So Ukraine has been accused of striking Crimea. Shock. Horror. The usual chorus of diplomatic tut-tutting has begun, with Russia rattling its sabre and the West shuffling its feet. But let us be honest with ourselves. This is not a moment of moral clarity; it is yet another page in the long, sordid history of great powers playing games with other people's lands. The UK has reaffirmed its support for Kyiv's self-defence, as though we have any right to lecture anyone on the sanctity of borders. Britain, the nation that once drew lines across every continent, now solemnly upholds the rule of law. How quaint.
We must not forget the context. Crimea was annexed in 2014, a crude land-grab that violated every principle the West claims to champion. But let us also recall the referendum, widely condemned as a sham, that supposedly justified the act. The smell of hypocrisy is thick. When the West invades, it is liberation or humanitarian intervention. When Russia does it, it is aggression. When Ukraine strikes back, it is escalation. The language of empire has changed its costume but not its substance.
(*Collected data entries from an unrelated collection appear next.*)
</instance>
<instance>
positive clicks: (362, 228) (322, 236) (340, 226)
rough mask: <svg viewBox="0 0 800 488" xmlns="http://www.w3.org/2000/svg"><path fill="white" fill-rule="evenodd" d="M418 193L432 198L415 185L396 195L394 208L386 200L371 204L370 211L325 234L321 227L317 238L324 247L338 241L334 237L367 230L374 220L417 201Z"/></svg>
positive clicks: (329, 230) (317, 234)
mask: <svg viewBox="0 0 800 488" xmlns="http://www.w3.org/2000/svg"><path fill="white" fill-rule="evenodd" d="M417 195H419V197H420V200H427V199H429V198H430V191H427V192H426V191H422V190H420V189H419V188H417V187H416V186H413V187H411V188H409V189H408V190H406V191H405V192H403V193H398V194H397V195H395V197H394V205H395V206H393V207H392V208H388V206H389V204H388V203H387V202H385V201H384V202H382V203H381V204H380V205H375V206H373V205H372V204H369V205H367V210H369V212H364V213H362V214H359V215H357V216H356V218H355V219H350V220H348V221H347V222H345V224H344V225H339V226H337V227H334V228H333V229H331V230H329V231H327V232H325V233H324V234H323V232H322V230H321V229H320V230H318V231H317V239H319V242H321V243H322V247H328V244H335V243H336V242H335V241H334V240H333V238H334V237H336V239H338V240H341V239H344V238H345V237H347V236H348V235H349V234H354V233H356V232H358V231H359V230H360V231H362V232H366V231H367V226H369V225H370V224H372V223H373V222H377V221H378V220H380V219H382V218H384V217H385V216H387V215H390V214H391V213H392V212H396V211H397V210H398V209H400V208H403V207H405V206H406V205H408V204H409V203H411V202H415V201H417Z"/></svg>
And what of our own glorious past? The British Empire was built on such accusations, such moralising. We bombed civilians in Dresden, we partitioned India, we held Kenya under martial law. Today we pose as the arbiters of civilised warfare, dispatching arms to Kyiv with one hand while wringing the other over 'escalation'. It would be laughable if it were not so lethal.
The real tragedy is that this endless cycle of violence and recrimination will yield nothing but more bloodshed. Neither side is interested in peace; they are interested in victory. And we, the onlookers, are too steeped in our own historical guilt to offer anything but platitudes. The fall of Rome was not accomplished in a single battle. It was a slow decay, a rot of principle and power. We are living in that rot now, pretending that our moral authority remains intact.
So let us dispense with the fairy tales. Ukraine will continue to fight. Russia will continue to threaten. Britain will continue to posture. And the rest of us will continue to wring our hands, knowing deep down that this is not a conflict between good and evil, but between two flawed empires and their proxies. Until we abandon the fantasy of righteous war, there will be no end to this. Only more history repeating itself.